The fact that the CAC itself, in attempting to solve these shortfallings of the Church, to become another sect, divided by its own doctrines, quenching the Holy Spirit by locking it up in institutional forms, is only too apparent. Nevertheless, even Thomas Carlyle had to admit that his friend Irving, died not in victory, but in invincibility:

His was the freest, brotherliest, bravest human soul mine ever came in contact with….s The Spirit of the Time, which could not enlist him as its soldier, must needs, in all ways, fight against him as its enemy: it has done its part, and he has done his. One of the noblest natures; a man of antique heroic nature, in questionable modern garniture, which he could not wear! 59

Much the same could be said of the Church that Carlyle was determined to hate. When the times changed, it preferred to die than to change what it essentially was. In this light, it was inevitably a creature of its time. But if the CAC has gone down in history, so have its opponents, the princes and Kings of yore. But while they moulder, the CAC’s questions remain in circulation, and are echoed by continuing renewal movements which ask the same questions: how can a mere man be faithful to almighty God? How can the Church be one? How can we live so as not to grieve and quench the Holy Ghost in the necessary institutionalization of what we conceive to be the work of God? How it asked those questions and attempted to live out the Testimony has yet to be fully explored in terms of its historical presence in Australia. Once it is, it may well be that the CAC still will hold surprises for those who have dismissed the influence of those who pose the question.


Endnotes:


  1. I would particularly like to thank Professor Anthony Clunies-Ross for his kind assistance and suggestions in the preparation of this paper. 

  2. See for instance the extensive treatment given him and his movement by David Bebbington in his masterly, Evangelicalism in Modern Britain (Routledge; NY, first edition, 1989). 

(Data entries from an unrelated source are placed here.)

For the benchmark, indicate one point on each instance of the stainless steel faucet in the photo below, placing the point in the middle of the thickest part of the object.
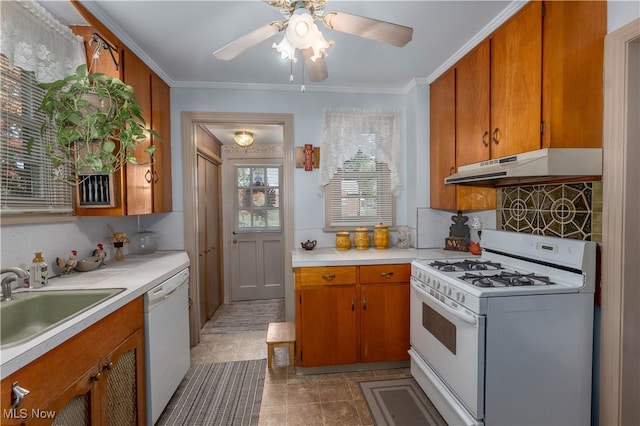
(14, 273)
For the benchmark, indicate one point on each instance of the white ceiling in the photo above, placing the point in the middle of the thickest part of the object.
(177, 40)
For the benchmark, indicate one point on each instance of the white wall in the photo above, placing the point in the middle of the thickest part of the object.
(307, 109)
(621, 12)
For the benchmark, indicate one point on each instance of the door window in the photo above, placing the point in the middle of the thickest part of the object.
(258, 207)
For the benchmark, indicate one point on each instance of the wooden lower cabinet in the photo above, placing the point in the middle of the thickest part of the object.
(352, 314)
(95, 378)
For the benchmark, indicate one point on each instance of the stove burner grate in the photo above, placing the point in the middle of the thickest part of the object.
(505, 279)
(466, 265)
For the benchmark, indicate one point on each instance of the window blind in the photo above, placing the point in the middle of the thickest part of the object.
(359, 194)
(27, 179)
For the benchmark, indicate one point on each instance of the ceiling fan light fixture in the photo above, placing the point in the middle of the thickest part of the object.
(302, 33)
(243, 138)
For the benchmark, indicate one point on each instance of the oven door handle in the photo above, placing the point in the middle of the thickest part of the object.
(464, 317)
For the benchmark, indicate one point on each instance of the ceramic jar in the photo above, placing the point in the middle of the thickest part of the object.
(381, 236)
(343, 240)
(361, 239)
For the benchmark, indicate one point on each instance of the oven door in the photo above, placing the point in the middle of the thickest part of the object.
(450, 339)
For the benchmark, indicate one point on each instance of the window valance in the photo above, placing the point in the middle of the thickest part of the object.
(347, 131)
(33, 40)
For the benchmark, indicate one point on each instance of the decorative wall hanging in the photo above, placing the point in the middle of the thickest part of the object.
(307, 157)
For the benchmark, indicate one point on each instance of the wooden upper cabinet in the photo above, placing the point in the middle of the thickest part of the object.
(442, 139)
(573, 61)
(516, 83)
(139, 177)
(472, 97)
(444, 144)
(536, 82)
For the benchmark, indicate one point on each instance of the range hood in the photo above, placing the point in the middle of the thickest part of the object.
(543, 165)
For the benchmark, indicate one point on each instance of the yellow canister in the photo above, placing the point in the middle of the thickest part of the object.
(361, 239)
(343, 240)
(381, 236)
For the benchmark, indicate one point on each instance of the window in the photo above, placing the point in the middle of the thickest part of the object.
(358, 170)
(27, 184)
(360, 194)
(258, 207)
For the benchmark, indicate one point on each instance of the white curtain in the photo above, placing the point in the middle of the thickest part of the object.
(349, 130)
(33, 40)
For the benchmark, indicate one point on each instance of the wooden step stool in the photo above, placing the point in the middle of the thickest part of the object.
(281, 334)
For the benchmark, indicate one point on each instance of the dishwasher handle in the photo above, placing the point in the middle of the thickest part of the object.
(167, 288)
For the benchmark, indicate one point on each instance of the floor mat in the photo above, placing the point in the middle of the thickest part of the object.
(400, 402)
(227, 393)
(238, 317)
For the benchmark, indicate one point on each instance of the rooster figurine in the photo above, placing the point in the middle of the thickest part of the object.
(68, 265)
(100, 254)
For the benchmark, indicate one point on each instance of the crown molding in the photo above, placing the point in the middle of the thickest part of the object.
(507, 13)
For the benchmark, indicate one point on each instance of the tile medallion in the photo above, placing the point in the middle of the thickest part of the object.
(572, 210)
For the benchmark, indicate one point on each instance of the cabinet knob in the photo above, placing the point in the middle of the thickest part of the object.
(17, 395)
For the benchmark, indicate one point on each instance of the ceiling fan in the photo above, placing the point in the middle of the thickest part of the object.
(301, 33)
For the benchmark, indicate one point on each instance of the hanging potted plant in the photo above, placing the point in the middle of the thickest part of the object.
(98, 125)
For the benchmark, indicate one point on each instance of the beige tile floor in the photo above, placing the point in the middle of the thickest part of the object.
(293, 399)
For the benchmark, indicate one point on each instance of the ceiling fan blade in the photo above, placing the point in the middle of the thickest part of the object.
(317, 69)
(373, 29)
(238, 46)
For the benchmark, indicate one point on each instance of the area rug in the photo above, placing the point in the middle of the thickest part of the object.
(238, 317)
(227, 393)
(400, 402)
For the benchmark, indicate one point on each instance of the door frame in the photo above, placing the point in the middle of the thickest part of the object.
(618, 246)
(190, 120)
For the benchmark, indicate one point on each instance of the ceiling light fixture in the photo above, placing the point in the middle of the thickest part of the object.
(243, 138)
(302, 33)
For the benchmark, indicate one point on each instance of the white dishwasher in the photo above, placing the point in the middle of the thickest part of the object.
(166, 326)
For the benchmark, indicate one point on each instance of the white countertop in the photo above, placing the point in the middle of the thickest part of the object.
(329, 256)
(137, 274)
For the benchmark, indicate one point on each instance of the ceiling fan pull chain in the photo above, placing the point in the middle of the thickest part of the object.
(302, 88)
(291, 76)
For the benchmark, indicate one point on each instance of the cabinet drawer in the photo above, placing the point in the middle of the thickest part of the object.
(371, 274)
(325, 275)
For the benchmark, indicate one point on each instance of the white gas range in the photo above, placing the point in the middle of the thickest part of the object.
(507, 338)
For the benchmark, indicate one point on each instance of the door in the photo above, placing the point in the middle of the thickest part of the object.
(209, 256)
(257, 249)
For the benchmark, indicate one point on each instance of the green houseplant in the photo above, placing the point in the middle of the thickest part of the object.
(98, 125)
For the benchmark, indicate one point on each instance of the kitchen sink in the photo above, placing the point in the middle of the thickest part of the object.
(33, 313)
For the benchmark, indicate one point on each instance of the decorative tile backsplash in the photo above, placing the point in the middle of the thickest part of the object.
(572, 210)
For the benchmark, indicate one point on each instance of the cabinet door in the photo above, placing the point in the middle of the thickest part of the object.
(139, 177)
(328, 334)
(472, 105)
(124, 402)
(161, 123)
(384, 327)
(442, 140)
(516, 83)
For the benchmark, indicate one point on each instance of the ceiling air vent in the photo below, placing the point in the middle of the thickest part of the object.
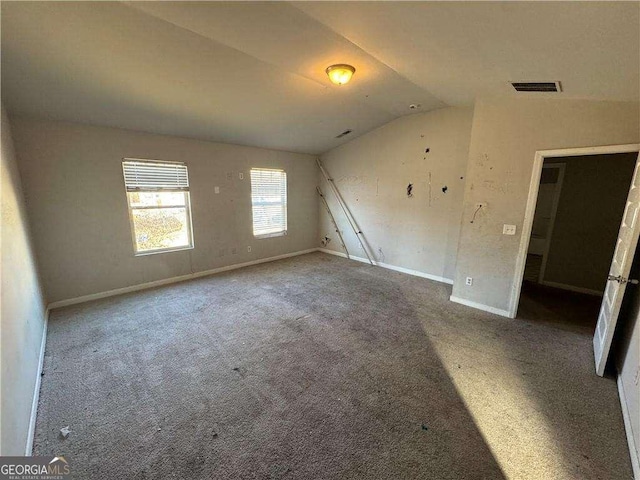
(346, 132)
(537, 86)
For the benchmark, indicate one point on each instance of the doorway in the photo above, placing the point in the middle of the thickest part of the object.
(567, 271)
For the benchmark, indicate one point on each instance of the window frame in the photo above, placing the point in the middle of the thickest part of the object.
(187, 206)
(281, 233)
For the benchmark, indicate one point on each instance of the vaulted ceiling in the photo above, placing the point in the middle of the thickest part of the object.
(253, 73)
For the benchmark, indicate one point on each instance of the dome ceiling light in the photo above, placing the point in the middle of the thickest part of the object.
(340, 73)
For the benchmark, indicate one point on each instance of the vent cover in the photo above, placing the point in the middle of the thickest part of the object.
(537, 86)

  3. A note on sources: None of this work would have been possible without the prior research and family historical interest of Mrs Anthea Fleming, Geoffrey and James Lumsdaine, Laurence Halloran and others. Only their assiduous trawling through Sands directories, Births, Deaths and Marriages records, shipping lists and local records has made it possible to reconstruct the family interconnections noted herein. My thanks for their openness and generosity in sharing with me their research. 

  4. The liturgical church of the 1920s, for instance, was a linear descendant but quite different to the church of the 1860s, where one could still find prophecy active at least in the leadership. Compare, for instance, the descriptions of W F De Mole and James Lumsdaine below.  

  5. Upton notes that ‘On one occasion, the Prime Minister, Lord Liverpool, was said to have climbed in through a window in his anxiety not to miss one of Irving's sermons.’ Liam Upton, ‘“Our Mother and our Country”: The Integration of Religious and National Identity in the Thought of Edward Irving (1792–1834)", in Robert Pope (ed.), Religion and National Identity: Wales and Scotland c. 1700-2000, University of Wales Press, Cardiff, Wales, 2001. 

  6. William Wilson Hunter, 'The Old Missionary', in Littels Living Age, Fifth Series No. 2375. January 4, 1890. 

  7. A graduate of Balliol College, Oxford, M H Irving went on to replace the first professor of Classics at Melbourne University after his untimely death, to found what would become the oldest rowing club in Australia, head up Wesley College, buy and run Hawthorn Grammar School, spread his energy and intellectual influence through the Philosophical Institute of Victoria and the Royal Society of Victoria (among other volunteer societies), and act as Vice Chancellor of the University of Melbourne for two years, in addition to his work with the Public Service Board. In 1900 he returned to England to help lead the Catholic Apostolic Church as it entered its post-apostolic period. ‘Irving, Martin Howy’, in D Pike (ed), Australian Dictionary of Biography, D-J, vol. 5. 1851-1890, Carlton: Melbourne University Press. In a recent paper given at the University of Melbourne, John Stanley Martin notes: ‘In 1900 he became apostles' pastor for Scotland and Australia. Irving significantly named his house at Albury Heath ‘Talgai’, after the place in Queensland where there was a Catholic Apostolic chapel on the property of the Clarke family. Irving made a world tour in 1907 to visit congregations in connection with the administration of the Church and spent some weeks in Australia.’ John S. Martin, ‘Martin Howy Irving: Professor, Headmaster, Public Servant’, University of Melbourne History of the University Unit, Working Paper 10, 2006. 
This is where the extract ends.